José Antonio Romera Navarro (born 8 September 1987) is a Spanish professional footballer who plays for CF La Nucía as a right back.

Football career

Early career
Born in Xirivella, Valencian Community, Romera was a Levante UD youth graduate. After making his senior debut while on loan at Tercera División side CD Onda in the 2006–07 season, he returned to Levante and was assigned to the reserve team in Segunda División B.

In 2008 Romera signed for CF Gandía in the fourth division. An immediate first-choice, he achieved promotion to the third division in 2010.

Czech Republic
In 2012, Romera signed for Czech team FK Dukla Prague after impressing on a trial. He made his professional debut on 10 August 2012, coming on as a late substitute for Jan Pázler in a 4–0 home routing of FK Teplice.

Romera signed a new two-year deal with the club on 5 July 2013. He scored his first professional goal on 23 August, netting the opener in a 1–1 home draw against FK Mladá Boleslav.
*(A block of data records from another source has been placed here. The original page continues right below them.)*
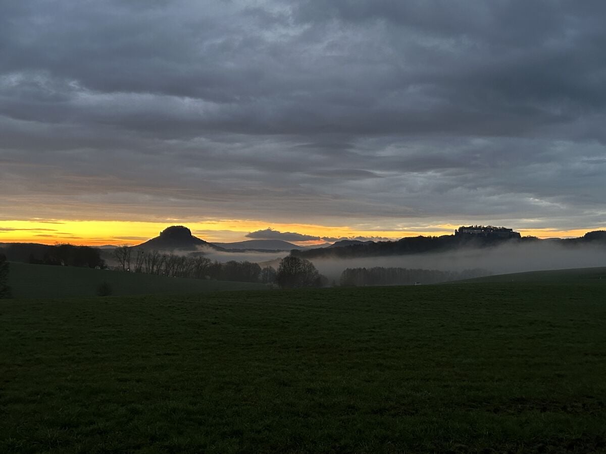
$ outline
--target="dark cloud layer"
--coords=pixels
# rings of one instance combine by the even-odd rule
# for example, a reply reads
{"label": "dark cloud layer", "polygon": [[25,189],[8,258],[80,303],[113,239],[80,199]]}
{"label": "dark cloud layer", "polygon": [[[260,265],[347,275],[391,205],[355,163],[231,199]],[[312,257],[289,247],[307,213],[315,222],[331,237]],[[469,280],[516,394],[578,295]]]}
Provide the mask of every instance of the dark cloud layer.
{"label": "dark cloud layer", "polygon": [[1,2],[0,215],[604,226],[605,19],[598,0]]}
{"label": "dark cloud layer", "polygon": [[319,237],[313,235],[305,235],[296,232],[279,232],[271,227],[264,230],[258,230],[246,234],[247,238],[253,238],[255,240],[282,240],[283,241],[312,241],[321,240]]}

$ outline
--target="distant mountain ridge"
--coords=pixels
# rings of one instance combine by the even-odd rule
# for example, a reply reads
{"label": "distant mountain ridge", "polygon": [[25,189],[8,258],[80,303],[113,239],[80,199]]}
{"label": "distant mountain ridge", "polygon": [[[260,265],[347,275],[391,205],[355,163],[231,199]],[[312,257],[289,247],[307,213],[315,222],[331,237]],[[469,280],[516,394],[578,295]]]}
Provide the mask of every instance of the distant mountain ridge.
{"label": "distant mountain ridge", "polygon": [[225,251],[208,242],[201,240],[191,234],[191,231],[182,225],[167,227],[159,235],[148,240],[145,243],[134,246],[144,249],[158,251],[196,251],[200,248],[208,248],[215,251]]}
{"label": "distant mountain ridge", "polygon": [[[462,229],[463,231],[461,231]],[[474,226],[462,227],[454,235],[440,237],[410,237],[397,241],[369,242],[345,244],[320,249],[293,251],[291,255],[302,258],[352,258],[365,257],[404,255],[411,254],[441,252],[465,248],[487,248],[502,244],[548,242],[574,248],[584,244],[606,247],[606,231],[588,232],[578,238],[541,240],[536,237],[521,237],[518,232],[505,228]]]}
{"label": "distant mountain ridge", "polygon": [[370,245],[375,242],[368,240],[368,241],[360,241],[359,240],[341,240],[333,243],[327,248],[342,248],[345,246],[354,246],[355,245]]}

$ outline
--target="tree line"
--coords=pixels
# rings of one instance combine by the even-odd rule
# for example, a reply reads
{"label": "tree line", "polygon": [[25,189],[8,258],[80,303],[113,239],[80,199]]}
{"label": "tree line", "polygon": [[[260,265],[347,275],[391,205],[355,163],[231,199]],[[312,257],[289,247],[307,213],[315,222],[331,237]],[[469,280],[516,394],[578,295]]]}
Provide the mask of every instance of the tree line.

Romera signed a three-year contract with fellow league team FK Baumit Jablonec on 28 May 2014. A regular starter during his first season, he only featured sparingly in his second.

Dinamo București
On 14 July 2016, Romera signed a one-year contract with Romanian side FC Dinamo București. The following 30 May, he extended his contract for a further campaign.

Almería
On 12 July 2018 free agent Romera returned to his native country, after agreeing to a one-year deal with Segunda División side UD Almería. He made his debut for the club on 17 August, starting in a 0–1 away loss against Cádiz CF.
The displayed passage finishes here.